No.986 イヌの小脳

日本獣医生命科学大学


[動物]イヌ,ミニチュアダックスフンド,避妊雌,12 歳.
[臨床事項] 1 年以上にわたり,副腎皮質機能低下症による低 Na 血症を持続していた.治療中に重度低 Na 血症( 110 mEq/L )がみられたため,食塩 3 g の給餌,生理食塩水の点滴による Na 補正を試みた.補正により血中のナトリウム値は 25 時間で 16 mEq/L 上昇した.補正 3 日後,起立困難,震え,痙攣がみられた.症状はさらに悪化し,意識消失,遊泳運動がみられた.9 日目には予後不良と判断され,安楽死された.

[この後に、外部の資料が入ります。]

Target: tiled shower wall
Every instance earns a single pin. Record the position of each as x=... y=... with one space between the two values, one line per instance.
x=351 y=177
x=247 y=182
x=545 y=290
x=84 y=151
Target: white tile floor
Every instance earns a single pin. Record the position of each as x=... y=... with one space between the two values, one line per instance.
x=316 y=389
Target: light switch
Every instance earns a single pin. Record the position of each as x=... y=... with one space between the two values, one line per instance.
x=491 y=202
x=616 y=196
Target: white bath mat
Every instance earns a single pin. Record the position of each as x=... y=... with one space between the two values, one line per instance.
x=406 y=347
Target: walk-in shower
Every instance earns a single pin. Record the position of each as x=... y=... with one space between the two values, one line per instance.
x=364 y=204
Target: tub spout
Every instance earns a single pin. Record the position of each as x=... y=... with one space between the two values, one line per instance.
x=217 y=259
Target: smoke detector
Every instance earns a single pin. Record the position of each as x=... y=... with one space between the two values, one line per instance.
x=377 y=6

[肉眼所見]両側副腎皮質の高度萎縮.大脳の表面血管樹枝状充盈の他には著変認めず.
[組織所見]左右対称に小脳小葉白質板を中心に空胞病巣がみられた(図 1).病巣部ではボディアン ・ LFB 二重染色において髄鞘崩壊と比較的保存された軸索が認められ,残存する軸索間には LFB 陽性顆粒を含む髄鞘貪食細胞が多数みられた(図 2).重度病巣では病変は小脳灰白質にまで及んでおり,顆粒層の多くの細胞にアポトーシス( TUNEL 法により)が認められた.同様の病変は間脳視床,大脳白質にもみられた.副腎は特発性副腎皮質萎縮症と診断された.
[診断]小脳髄質髄鞘融解 ( Myelinolysis )
[考察]本病変は一種の脱髄であるが,慢性アルコール中毒や重度栄養失調の患者で報告され,多発性硬化症などの脱髄と区別され,Myelinolysis と命名された1).後にこの病因は急激な Na 補正であることが明らかになった2).本症例も慢性副腎皮質機能低下症に随伴した低ナトリウム血症に対する急激なナトリウム補正後に神経症状を呈し,解剖学的に限局した領域に脱髄巣がみられる特徴的な組織所見が得られた.犬では病変は視床でみられることが多いが3),本症例は視床よりも小脳の方が顕著であった.本疾患では急激なナトリウム補正が原因であることは明らかであるが,浸透圧の変化がどのような機序で髄鞘融解をひき起こすのかは未だ不明である.(佐々木菜保子・高橋公正)
[参考文献]
1) Adams R., Victor M. 1959.Arch. Neurol. Psychiat. 81:154-172.
2) Sterns RH., et. al. 1986New Engl. J. Med. 12:314(24):1535-42.
3) O’Brien DP., et al. 1994J. Vet. Int. Med. 8:40-48.